[ISEA2017] Paper: Claudia Pederson — Imagined Geography, Interstitial Futures, Guatemex

Abstract 

Keywords: Architecture, Art, Border, Media Art, Utopia, Intervention, Mexico, Guatemala, Immigration, South.

This paper examines Guatemex (2006), an intervention at the border of Mexico and Guatemala by three Mexican artists, Rene Hayashi, Eder Castillo, and Antonio O’Connel. I discuss the project’s significance in relation to its conception as a concrete response to local needs, as it was designed to provide internet access and information to undocumented migrants crossing the interstitial space of Usumacinta River, the fluid border between Mexico and Guatemala. In this light, I also consider how Guatemex builds on, speaks to, and expand on notions about architecture, “border art”, “imagined geography”, utopian community, and “securitization”. The focus of discussion is on the project’s negotiation of these terms, and on its relevance as an intervention that suggests connecting and thinking with the margins as one of today’s most urgent projects.

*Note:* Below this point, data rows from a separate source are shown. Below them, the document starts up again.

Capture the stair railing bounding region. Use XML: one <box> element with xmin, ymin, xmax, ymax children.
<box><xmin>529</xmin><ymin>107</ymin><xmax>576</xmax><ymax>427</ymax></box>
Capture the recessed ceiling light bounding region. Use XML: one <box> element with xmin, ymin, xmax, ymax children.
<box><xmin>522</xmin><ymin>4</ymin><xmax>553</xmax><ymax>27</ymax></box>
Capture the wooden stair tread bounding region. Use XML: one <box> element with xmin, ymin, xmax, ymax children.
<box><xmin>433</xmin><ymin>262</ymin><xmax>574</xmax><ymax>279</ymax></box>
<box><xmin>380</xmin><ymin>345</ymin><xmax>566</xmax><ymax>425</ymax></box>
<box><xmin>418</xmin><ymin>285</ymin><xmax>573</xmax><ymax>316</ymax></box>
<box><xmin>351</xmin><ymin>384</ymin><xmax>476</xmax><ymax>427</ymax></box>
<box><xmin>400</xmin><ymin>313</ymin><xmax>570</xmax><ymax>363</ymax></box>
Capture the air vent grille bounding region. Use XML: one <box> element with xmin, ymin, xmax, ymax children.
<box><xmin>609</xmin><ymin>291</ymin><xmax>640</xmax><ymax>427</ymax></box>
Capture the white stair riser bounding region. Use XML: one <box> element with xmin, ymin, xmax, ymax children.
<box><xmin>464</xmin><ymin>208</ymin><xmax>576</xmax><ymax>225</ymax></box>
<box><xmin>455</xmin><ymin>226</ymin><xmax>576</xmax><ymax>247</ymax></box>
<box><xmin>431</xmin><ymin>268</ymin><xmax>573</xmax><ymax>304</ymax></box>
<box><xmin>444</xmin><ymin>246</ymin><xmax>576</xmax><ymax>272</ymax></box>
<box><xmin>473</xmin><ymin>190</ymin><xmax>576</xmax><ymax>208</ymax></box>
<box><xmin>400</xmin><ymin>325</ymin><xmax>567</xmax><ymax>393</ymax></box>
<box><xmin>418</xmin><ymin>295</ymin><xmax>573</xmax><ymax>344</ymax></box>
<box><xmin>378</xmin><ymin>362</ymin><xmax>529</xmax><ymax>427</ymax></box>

  • Claudia Costa Pederson, School of Art and Design, Wichita State University, Wichita, Kansas, United States. Claudia holds a PhD in Art History and Visual Studies from Cornell University. Her research focuses on topics at the intersections of art, technology, and activism. Her essays appear in Review: Literature and Art of the Americas, Journal of Peer Production, Media-N,Afterimage, InterActive, Intelligent Agent, Eludamos, and ISEA, DAC, and CHI conference proceedings. Book chapters are included in The Philosophy of Documentary Film, Indie Reframed: Women Filmmakers and Contemporary American Cinema, and Cinema em Redes: Tecnologia, Estetica e Politica na Era Digital. Her chapter on robotic art and ecology in Mexico is included in the forthcoming anthology, Latin American Modernisms and Technology, Pederson is currently an assistant professor of Art and Technology at Wichita State University, and the Finger Lakes Environmental Film Festival Assistant Curator for New Media.